D’autre part, le barème est inapplicable lorsque le licenciement est atteint d’une cause de nullité. On peut s'attendre à des phénomènes de glissement, avec des argumentations juridiques traditionnelles qui pourraient glisser sur le terrain des droits fondamentaux. Par exemple, le salarié licencié pour avoir critiqué son employeur sur les réseaux sociaux pourrait ne plus se contenter de contester la faute, et se déplacer plus systématiquement et plus directement sur le terrain de la liberté d'expression.

Affaire à suivre, par conséquent …

 

[1] Cons. const., décision n° 2015-715 DC du 5 août 2015 (N° Lexbase : A1083NNG).

[2] Cass. avis, 16 décembre 2002, n° 00-20.008 (N° Lexbase : A4510ZKA), Bull. 2002, avis, n° 6.

[3] Cass. avis, 12 juillet 2017, n° 17-70.009 (N° Lexbase : A0224WNM), Bull. 2017, avis, n° 9.

[4] Cass. avis, 7 février 2018, n° 17-70.038 (N° Lexbase : A6196XCH) ; Cass. avis, 12 juillet 2018, n° 18-70.008 (N° Lexbase : A9885XXE).

[5] Mission de recherche Droit et Justice, La barémisation de la Justice, une approche par l’analyse économique du droit, février 2019 ; Les pratiques juridictionnelles d’indemnisation du licenciement sans cause réelle et sérieuse : l’application d’un barème ?, Dr. soc., 2019, p. 300.
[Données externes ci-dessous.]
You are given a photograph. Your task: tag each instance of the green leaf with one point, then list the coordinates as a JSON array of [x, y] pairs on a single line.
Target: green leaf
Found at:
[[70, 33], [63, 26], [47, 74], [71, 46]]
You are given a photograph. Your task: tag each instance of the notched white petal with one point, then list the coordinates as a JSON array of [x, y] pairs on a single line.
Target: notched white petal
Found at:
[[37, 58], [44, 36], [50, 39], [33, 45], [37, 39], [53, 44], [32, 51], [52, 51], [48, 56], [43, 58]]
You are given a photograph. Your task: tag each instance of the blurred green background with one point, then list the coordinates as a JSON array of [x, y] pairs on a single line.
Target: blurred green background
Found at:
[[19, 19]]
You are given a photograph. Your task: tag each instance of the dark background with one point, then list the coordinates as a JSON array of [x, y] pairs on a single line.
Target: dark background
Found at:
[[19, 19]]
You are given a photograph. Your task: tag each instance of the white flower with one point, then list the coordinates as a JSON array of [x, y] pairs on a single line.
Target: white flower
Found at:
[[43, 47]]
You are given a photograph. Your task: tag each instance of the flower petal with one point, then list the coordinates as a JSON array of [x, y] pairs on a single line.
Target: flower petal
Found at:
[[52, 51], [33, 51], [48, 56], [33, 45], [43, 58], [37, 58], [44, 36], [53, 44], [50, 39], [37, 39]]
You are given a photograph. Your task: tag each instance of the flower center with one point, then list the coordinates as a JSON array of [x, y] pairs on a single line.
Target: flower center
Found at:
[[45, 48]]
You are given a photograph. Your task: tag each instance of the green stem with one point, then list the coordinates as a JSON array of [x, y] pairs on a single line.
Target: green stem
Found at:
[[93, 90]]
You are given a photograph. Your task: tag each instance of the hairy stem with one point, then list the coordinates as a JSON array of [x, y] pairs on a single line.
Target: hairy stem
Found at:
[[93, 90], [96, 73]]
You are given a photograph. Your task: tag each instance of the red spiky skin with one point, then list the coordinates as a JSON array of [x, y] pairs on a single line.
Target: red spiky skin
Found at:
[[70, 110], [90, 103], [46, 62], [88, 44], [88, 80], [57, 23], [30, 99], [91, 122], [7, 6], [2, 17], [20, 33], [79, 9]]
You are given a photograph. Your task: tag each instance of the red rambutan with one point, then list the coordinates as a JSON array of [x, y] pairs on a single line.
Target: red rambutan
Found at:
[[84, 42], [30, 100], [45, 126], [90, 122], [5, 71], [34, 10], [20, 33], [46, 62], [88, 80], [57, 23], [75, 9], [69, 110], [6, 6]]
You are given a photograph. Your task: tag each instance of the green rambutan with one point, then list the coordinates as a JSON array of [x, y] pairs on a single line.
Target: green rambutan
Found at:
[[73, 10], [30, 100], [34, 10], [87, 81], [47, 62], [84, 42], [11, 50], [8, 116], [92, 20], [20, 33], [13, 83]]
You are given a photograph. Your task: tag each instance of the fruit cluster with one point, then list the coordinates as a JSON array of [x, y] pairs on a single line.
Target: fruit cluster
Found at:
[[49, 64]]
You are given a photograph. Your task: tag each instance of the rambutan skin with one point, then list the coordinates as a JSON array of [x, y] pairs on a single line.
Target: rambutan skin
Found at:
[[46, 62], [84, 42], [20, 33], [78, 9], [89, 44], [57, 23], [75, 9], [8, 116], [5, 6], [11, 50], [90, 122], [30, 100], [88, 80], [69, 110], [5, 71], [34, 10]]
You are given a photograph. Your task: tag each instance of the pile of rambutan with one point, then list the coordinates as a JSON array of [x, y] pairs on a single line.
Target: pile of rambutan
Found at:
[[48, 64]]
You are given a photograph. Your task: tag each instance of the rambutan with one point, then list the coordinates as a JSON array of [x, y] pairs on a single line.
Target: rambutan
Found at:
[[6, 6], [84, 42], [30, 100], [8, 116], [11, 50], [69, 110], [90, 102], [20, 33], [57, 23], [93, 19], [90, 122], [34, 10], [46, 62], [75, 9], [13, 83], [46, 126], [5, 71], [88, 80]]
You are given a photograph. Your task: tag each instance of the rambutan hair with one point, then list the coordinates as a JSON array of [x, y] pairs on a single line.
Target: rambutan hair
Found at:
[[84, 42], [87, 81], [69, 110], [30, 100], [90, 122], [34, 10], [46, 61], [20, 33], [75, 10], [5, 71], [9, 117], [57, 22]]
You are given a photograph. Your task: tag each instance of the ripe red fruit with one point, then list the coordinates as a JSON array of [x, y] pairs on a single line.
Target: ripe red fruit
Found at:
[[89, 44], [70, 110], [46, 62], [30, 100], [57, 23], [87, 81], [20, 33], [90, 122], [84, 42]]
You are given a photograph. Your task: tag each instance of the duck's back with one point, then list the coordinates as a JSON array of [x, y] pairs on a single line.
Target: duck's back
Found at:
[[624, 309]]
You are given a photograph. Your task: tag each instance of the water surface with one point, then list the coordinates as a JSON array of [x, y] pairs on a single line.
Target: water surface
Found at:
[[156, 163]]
[6] C. trav., art. L. 1235-1, al. 4 (N° Lexbase : L8060LGM).

[7] V. en ce sens l’avis n° 15012 (N° Lexbase : A8472MX3) et la note explicative d’où il ressort que la marge de manœuvre d’un petit mois pour un salarié ayant une année complète d’ancienneté dans une entreprise employant au moins onze salariés est, selon l’Assemblée plénière, «compatible» avec l’article 10.

[8] CPH Grenoble, 4 février 2019, n° 18/01050 (N° Lexbase : A6406Y97).